In seventh grade I stood towards the back of the room, near the door. It was a full gym, as all the parents had come to see the Christmas performance. I didn’t want to sit down because I knew they were going to call my name and I’d have to walk up to stage.

I don’t know how I knew… I just did. I’d known since they announced the contest. It was a fundraiser for the school, and I was going to win the grand prize: a set of downhill skis, poles and boots.

In the back of my mind, I was suppressing that little voice of negativity, but I knew it spoke truth. After all, I had no control over the name the principal would pull out of the big rotating drum. They’d sold a lot of tickets, raised a significant amount of money, and looking at that drum and all the people, I began to feel my first real moments of panic. There WAS a chance I might not win. I squashed the panic, I HAD to win.

I realized that same sense of assuredness washed over me when I submitted my post to win the InfusionCon Bloggers in Motion contest.

In both instances, I was so confident of the outcome that the risk of the unknown somehow flipped in my mind. Instead of there being a “chance” to win, it was a “given” I would win and only a “chance” I would not.

Call it what you want: women’s intuition, a psychic message, positive thinking, arrogance. I refer to it as “gut instinct” and am grateful to have it back. Somewhere in between these two events, I stopped listening to my gut because it’s determinations weren’t based in fact. What followed were many decisions and a some big personal failures, in which I went against that instinct when the facts told me otherwise.
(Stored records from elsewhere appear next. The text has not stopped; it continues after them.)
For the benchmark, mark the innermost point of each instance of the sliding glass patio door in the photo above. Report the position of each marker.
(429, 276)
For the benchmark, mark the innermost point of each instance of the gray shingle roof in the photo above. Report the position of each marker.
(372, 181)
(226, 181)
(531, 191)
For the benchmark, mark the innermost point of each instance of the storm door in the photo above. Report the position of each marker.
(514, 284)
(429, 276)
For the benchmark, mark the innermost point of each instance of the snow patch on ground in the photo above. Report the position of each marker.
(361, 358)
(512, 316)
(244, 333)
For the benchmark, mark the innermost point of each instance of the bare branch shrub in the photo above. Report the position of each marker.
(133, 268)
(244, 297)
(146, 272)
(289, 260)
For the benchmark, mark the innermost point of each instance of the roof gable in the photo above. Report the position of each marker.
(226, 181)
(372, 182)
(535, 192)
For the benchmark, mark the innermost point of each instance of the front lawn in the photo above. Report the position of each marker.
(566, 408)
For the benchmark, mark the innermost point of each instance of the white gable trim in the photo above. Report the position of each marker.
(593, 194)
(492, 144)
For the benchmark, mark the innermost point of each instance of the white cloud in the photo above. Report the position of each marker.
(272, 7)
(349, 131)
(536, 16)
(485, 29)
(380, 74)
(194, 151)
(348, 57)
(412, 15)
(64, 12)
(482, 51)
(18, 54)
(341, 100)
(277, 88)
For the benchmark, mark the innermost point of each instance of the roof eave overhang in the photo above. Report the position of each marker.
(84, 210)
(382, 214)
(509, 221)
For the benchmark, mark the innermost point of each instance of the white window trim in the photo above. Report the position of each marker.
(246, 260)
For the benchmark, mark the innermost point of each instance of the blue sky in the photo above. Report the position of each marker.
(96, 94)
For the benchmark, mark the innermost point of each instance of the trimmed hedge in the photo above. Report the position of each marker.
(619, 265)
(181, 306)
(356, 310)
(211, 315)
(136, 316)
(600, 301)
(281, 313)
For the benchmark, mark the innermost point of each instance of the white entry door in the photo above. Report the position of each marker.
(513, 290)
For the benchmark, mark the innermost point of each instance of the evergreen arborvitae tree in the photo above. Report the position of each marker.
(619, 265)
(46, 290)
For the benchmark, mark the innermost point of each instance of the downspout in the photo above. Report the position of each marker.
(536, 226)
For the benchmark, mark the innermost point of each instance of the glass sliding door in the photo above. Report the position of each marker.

In business, we have the opportunity to make decisions that affect our future every day. And yet somehow, we let those facts cloud our instinctual judgement. Discussions of risk management and focusing on what could go wrong puts the emphasis on our fears rather than our company strengths. Our body’s natural response to fear dwarfs the voice of our base instinct, until we can no longer clearly feel it.

I’m not suggesting you stop considering the risks of a new endeavor, but instead, look at your situation differently. Know your strengths. Know your abilities. Understand that anything you take on WILL be a success if YOU choose it to be. It squashes that fear that seeps insidiously into us. When we consider there is a chance we might not win the account or evaluate the risk of re-branding, we’ll only hear the voice of our instinct instead of our fears.

Granted, I didn’t have much to lose when entering into a contest of chance, but consider this… I knew I would win in the first instance with nothing more than what my intuition told me. In the second instance, I knew I was capable and trusted the decision makers to see that. In business, we have many more clues that will impact our “instinct,” and many more reasons to turn a chance… into a win.